For me, novel-writing took tremendous amounts of time. I wrote five of them in four years. Life intruded in the form of a divorce and the responsibilities of motherhood; I couldn't sacrifice my children to my dream. So, I channeled it into journalling and newspaper articles and insurance texts--things I had time for without sacrificing the three most important people in my life. When a fellow I know presented me with the opportunity to write magazine articles, I jumped at it. The research and writing time was a bit more extensive but, by then, my children were grown I was able to find the time among my other responsibilities. These writing activities rekindled my dream to write another novel. The passion for writing flared, once again, from a spark into a bonfire and I completed the first draft of my sixth novel within three and a half months.

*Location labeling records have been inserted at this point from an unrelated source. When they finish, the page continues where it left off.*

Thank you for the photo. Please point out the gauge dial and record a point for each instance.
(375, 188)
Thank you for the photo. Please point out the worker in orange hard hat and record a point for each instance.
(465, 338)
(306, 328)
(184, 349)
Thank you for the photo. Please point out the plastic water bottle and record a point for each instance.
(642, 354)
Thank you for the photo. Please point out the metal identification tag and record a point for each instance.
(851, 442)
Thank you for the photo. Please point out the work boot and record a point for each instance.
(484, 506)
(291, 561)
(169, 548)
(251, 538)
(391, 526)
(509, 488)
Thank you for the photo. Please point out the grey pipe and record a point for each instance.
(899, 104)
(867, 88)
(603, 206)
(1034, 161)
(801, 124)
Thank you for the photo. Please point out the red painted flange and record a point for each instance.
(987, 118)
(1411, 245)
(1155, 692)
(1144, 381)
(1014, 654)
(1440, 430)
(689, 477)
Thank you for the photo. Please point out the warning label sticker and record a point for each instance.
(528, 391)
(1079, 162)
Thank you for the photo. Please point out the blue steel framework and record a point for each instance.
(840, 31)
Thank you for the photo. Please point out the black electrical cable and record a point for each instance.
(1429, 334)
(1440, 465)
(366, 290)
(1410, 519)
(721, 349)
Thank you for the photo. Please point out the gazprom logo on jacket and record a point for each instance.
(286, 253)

Might I have published a novel sooner had I spent more time writing? Maybe. Maybe not. I surely wouldn't have possessed the life experience, the support-system, or the writing expertise that I gained during my detour-years.

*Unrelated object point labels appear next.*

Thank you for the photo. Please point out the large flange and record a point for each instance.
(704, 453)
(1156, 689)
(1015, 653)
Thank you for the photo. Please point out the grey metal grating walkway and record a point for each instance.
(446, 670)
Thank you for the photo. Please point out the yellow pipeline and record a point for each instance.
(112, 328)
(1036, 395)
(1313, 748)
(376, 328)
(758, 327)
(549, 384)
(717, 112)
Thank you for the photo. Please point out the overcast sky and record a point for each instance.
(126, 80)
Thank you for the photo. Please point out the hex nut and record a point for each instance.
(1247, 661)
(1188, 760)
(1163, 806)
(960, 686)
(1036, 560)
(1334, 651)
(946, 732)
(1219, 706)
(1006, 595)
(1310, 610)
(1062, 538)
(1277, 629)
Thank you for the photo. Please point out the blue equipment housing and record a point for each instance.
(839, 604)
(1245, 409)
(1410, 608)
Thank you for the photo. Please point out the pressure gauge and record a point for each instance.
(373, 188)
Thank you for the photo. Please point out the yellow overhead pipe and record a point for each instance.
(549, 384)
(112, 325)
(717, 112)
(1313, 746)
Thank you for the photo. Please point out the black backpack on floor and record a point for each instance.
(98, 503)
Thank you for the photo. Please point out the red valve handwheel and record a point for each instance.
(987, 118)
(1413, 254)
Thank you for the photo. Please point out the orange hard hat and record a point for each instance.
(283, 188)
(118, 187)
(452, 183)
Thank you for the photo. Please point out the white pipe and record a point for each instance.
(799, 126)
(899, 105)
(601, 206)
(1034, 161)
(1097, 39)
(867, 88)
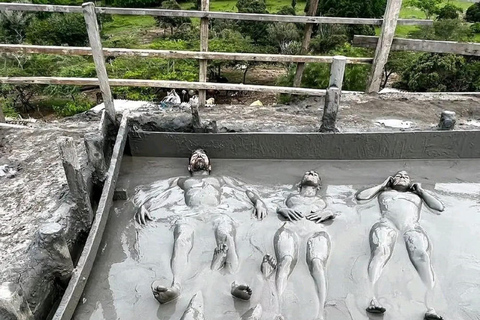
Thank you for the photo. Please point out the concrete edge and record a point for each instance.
(314, 146)
(84, 266)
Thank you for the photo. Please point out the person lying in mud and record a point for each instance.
(306, 203)
(203, 194)
(400, 205)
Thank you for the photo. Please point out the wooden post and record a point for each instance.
(2, 116)
(384, 44)
(202, 94)
(332, 101)
(76, 183)
(13, 304)
(307, 35)
(94, 144)
(337, 71)
(98, 57)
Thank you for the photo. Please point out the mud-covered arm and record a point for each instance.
(142, 199)
(430, 200)
(260, 207)
(370, 193)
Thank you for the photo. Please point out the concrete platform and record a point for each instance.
(131, 256)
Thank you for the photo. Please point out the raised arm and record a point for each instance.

Am I disappointed that it took me this long? Absolutely not. Shortly after Second Time Around was released for publication, I was chatting with my father. He's not known for gushing or freely offering words of praise, so his words meant that much more to me. He told me he was proud that I'd published a book--it's not a feat that many people accomplish. But, he added, he was proudest of my stick-to-itiveness: he didn't know another person who'd pursued her dream so many years.
I recently read a book titled The Renegade Writer by Linda Formichelli and Dianna Burrell. A theme that repeats itself in the book and on their blog is: persistence.
In other words: Keep going. Don't stop. Quitting is not an option. Never surrender.
Fact & Fiction Books in downtown Missoula hosted my first book signing & reading last night. Words cannot express how I felt seeing piles of Second Time Around in the bookstore and hearing the kind words of Barbara Theroux as she introduced me before my reading. What moved me even more, however, were the people who attended and their kind words and support. Their purchases of my book didn't hurt, either.
Am I all dreamed out now that this 41 year-old dream has been realized? Absolutely not. I already have a new dream. I'm hoping it won't take as many years to be realized. But if it does, we already know I have the stamina.